Mercredi 18 mars, la présidente par intérim du Venezuela, Delcy Rodriguez, a pris une décision sans précédent en limogeant Vladimir Padrino, ministre de la défense depuis 2014. Padrino, âgé de 62 ans, était un acteur clé sous le précédent régime de Nicolas Maduro, lui-même déchu lors de son enlèvement par les États-Unis en janvier dernier.
« Nous remercions le général Vladimir Padrino Lopez pour sa fidélité, son dévouement à la patrie et son rôle en tant que premier soldat dans la défense de notre pays. Nous avons pleine confiance qu'il continuera à servir avec honneur dans ses nouvelles fonctions, » a déclaré Rodriguez via Telegram, évoquant la transition de pouvoir qu'elle mène depuis l'incident tragique entourant Maduro.
Vladimir Padrino était perçu comme l'un des exécutants de la politique de Maduro au sein de l'élite militaire. Son limogeage pourrait signaler un changement significatif au sein du haut commandement militaire, qui a longtemps soutenu le chavisme, héritage politique de l'ex-président Hugo Chavez.

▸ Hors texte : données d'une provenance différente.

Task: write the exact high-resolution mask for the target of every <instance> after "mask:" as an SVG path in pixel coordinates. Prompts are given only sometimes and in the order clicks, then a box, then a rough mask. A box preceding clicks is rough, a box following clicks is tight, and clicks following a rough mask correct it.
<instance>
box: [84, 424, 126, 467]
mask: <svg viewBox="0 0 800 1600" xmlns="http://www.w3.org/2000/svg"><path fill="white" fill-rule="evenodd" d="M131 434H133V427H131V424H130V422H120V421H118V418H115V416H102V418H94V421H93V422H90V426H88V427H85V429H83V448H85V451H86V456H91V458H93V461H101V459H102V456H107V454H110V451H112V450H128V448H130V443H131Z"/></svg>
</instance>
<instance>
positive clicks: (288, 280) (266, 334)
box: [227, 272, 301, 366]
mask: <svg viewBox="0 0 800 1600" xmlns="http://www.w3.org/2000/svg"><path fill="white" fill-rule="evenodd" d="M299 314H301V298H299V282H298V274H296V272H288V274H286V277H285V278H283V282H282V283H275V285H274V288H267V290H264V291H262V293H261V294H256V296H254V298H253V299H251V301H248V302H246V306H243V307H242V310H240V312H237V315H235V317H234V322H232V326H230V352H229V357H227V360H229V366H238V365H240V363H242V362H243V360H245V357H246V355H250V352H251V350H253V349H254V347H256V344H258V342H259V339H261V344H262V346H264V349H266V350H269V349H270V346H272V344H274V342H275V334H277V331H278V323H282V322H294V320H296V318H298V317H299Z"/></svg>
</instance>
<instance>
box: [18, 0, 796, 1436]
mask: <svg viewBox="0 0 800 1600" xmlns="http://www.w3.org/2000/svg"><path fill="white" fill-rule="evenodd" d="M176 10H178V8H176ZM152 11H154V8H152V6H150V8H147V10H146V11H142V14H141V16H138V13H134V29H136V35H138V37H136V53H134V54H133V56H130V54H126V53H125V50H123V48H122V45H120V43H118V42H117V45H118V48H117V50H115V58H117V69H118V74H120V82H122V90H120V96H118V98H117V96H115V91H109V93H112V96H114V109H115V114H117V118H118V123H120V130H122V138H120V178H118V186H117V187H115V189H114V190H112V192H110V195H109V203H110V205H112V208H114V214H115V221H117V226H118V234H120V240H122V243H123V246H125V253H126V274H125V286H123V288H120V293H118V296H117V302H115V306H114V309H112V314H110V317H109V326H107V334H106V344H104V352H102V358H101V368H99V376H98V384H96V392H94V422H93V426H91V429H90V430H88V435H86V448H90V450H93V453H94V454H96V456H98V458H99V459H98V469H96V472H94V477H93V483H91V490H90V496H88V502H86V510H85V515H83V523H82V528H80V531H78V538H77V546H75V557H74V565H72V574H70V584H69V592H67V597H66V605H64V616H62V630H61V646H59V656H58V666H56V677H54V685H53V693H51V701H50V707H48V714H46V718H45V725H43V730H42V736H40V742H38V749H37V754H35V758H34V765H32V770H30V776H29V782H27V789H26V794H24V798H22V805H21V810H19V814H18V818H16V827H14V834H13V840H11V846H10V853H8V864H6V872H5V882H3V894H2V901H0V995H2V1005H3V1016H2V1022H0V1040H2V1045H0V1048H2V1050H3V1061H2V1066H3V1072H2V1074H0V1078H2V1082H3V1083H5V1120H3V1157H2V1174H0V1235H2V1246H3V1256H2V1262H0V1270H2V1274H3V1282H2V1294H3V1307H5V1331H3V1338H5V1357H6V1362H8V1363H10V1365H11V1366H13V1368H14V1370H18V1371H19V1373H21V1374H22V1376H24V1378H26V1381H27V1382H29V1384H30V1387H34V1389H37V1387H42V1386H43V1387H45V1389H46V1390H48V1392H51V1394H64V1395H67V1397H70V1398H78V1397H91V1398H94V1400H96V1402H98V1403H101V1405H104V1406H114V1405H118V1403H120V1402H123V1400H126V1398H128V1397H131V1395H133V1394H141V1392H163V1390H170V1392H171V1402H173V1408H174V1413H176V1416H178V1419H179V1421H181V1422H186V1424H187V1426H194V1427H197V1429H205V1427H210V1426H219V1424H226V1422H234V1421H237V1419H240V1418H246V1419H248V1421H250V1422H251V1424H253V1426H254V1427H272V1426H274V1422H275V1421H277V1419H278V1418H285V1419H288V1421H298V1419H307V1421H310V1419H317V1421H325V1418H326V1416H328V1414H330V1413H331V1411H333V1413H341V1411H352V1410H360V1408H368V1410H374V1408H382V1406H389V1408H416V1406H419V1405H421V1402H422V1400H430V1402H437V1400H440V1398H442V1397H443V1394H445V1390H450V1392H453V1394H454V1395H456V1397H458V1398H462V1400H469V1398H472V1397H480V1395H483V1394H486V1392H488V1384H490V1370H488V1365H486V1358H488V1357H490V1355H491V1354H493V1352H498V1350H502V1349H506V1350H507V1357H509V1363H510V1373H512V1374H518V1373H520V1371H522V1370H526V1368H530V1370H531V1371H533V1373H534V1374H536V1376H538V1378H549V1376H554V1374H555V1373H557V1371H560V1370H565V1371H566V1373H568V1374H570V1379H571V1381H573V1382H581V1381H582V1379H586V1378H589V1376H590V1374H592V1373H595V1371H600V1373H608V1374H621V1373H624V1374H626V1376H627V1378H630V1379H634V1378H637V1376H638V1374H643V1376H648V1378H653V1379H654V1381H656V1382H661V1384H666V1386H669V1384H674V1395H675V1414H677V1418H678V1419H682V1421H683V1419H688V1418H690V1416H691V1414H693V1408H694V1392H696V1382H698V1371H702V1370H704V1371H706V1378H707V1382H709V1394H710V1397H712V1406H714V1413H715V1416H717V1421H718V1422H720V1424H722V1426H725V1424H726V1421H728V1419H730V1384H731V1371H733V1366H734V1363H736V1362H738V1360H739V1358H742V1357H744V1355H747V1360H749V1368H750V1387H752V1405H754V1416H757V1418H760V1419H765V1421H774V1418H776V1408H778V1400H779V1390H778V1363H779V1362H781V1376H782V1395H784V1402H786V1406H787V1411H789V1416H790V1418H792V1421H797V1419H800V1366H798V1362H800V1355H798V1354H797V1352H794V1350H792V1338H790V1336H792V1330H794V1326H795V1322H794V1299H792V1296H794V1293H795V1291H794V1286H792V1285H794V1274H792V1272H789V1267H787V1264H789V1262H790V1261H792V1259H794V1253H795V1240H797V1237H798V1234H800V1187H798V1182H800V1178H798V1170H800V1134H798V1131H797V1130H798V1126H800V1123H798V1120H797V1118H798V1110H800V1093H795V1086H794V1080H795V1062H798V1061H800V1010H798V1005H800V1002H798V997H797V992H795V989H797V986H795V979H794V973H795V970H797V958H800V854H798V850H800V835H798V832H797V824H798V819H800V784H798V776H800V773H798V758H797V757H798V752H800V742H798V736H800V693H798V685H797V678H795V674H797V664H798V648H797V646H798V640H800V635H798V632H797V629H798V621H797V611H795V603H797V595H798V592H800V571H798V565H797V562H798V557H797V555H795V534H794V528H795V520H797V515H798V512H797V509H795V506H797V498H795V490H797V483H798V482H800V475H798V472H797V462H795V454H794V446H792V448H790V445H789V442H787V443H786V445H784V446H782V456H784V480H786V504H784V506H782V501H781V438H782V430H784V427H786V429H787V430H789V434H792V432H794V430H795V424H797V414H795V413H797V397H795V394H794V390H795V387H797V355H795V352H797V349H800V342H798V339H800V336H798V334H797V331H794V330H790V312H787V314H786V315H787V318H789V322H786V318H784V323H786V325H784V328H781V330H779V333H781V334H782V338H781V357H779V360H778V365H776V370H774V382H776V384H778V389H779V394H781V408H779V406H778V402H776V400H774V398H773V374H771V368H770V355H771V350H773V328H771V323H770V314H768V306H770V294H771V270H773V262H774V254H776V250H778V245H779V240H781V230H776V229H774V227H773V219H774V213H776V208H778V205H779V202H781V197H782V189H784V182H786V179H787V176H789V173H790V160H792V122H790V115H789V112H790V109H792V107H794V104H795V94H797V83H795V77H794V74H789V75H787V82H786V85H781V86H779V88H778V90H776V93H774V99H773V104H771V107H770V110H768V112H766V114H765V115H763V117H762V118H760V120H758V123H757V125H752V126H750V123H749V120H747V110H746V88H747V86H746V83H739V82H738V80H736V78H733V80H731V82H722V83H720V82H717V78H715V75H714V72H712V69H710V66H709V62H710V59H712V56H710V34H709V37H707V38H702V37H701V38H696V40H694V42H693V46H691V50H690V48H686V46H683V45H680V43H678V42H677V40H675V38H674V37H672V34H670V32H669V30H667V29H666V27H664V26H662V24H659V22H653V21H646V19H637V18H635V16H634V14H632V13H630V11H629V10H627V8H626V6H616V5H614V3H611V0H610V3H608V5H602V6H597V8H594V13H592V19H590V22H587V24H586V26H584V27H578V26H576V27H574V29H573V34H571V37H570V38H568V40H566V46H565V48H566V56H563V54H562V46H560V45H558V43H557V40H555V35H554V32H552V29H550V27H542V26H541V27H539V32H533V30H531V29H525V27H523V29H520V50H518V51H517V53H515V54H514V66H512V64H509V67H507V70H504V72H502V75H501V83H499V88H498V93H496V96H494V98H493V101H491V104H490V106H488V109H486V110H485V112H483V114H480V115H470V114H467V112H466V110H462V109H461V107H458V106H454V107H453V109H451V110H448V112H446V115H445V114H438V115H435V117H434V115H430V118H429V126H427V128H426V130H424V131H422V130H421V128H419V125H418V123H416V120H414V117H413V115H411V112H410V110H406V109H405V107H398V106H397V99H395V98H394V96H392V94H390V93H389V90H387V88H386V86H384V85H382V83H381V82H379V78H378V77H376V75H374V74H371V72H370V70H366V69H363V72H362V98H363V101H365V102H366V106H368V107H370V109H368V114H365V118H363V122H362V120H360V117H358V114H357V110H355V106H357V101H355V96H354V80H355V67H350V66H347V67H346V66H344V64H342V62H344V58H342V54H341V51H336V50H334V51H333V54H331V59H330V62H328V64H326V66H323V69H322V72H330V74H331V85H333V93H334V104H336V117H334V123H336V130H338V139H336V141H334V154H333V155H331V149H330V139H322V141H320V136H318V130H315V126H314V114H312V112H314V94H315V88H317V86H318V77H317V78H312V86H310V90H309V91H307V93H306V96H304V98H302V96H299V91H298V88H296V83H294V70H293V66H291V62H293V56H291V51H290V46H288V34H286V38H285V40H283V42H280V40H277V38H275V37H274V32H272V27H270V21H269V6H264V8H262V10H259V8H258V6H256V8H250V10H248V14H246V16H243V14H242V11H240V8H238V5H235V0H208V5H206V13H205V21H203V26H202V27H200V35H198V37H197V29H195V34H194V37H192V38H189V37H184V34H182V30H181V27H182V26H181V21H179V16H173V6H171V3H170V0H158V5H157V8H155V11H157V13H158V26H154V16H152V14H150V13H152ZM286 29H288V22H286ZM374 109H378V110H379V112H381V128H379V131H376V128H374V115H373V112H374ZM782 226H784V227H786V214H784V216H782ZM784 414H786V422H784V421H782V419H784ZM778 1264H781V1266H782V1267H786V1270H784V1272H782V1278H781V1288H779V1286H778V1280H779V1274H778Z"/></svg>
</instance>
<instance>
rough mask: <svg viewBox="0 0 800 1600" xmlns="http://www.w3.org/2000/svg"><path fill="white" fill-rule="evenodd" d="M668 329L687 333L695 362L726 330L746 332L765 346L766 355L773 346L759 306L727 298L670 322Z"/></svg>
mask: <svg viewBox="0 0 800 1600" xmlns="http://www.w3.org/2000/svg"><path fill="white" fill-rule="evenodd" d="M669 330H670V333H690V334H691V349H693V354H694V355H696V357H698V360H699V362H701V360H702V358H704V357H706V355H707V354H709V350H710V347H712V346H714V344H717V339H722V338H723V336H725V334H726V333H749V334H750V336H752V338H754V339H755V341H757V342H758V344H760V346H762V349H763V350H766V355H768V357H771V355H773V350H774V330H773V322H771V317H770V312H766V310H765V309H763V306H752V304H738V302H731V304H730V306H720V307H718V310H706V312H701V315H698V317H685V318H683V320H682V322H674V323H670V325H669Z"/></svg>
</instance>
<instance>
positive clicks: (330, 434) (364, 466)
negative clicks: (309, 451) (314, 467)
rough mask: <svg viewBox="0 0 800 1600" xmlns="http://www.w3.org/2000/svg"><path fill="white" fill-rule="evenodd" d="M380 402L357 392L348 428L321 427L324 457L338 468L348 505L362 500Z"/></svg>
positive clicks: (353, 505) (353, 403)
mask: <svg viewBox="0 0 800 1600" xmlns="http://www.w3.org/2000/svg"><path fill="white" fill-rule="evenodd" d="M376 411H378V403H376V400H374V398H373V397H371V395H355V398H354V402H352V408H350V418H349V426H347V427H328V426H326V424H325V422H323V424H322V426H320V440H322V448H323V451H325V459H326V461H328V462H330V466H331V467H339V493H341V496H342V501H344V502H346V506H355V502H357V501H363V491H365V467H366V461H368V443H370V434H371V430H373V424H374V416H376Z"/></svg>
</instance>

Pour le remplacer, Delcy Rodriguez a nommé Gustavo Gonzalez Lopez, actuellement chef de la garde présidentielle et responsable de la direction du contre-espionnage. Ce choix semble indiquer une volonté de renforcer le contrôle militaire dans une période déjà tumultueuse.
En effet, les militaires au Venezuela ne se contentent pas de défendre le pays : ils dominent également plusieurs secteurs stratégiques comme les industries pétrolières, minières, et de distribution alimentaire. La situation est aggravée par des allégations récurrentes de corruption et d'abus au sein des forces armées, qui demeurent un pilier central du régime.
Ce remaniement pourrait avoir des répercussions majeures sur la stabilité politique du Venezuela, déjà fragile, et suscite des interrogations sur l'avenir de la direction militaire dans ce contexte de crise sociopolitique.